Недуга быстрого ее промучил зной;
Отвергло тело — дух, дух — мир отверг земной.
Рок разлучил ее с отрадой жизни краткой, —
И мир столь сладостный она вручила Сладкой.
Ушел ее закат за черный небосклон,-
И в землю снизошла, покинув царский трон.
То мирозданья власть; иного нет удела.
Всем веснам свой предел земля иметь велела.
Хоть склянка из камней, но склянка не снесет
Удар кремня, и все свой обретет черед.
Судьба творит стекло, иначе не бывает,
Но каждое стекло она же разбивает.
Пусть мудрая пчела скопить сумела мед, —
В чем польза, коль сама весь этот съела мед?

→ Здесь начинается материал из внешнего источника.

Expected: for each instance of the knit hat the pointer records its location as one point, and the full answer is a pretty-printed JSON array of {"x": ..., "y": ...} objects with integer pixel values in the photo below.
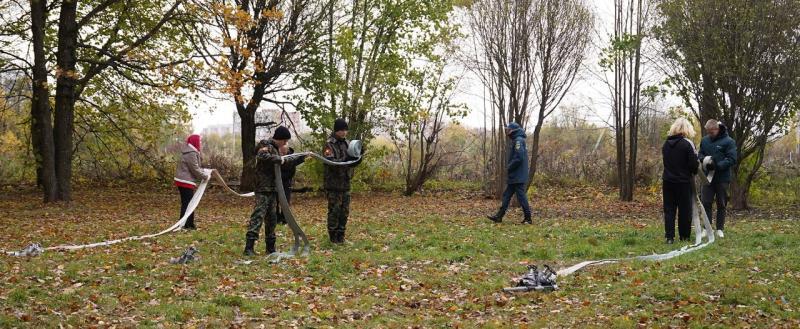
[
  {"x": 282, "y": 133},
  {"x": 339, "y": 125},
  {"x": 194, "y": 140}
]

Вкруг зримого всего не вихри ли завыли?
Ты зримым не пленись: оно — пригоршня пыли.
И ветер, налетев, раскинет складки риз.
И травы разметет, и сломит кипарис.
В основу ветер взят, и вот — жилье готово.
Не радуйся жилью: плоха его основа.
Из-за чего в силках ты бьешься? Посмотри:
Нам дан гнилой орех, лишь пустота внутри.
Как заяц, как лиса, прельщаться ль в жизни краткой
Сном рока заячьим да лисьею повадкой?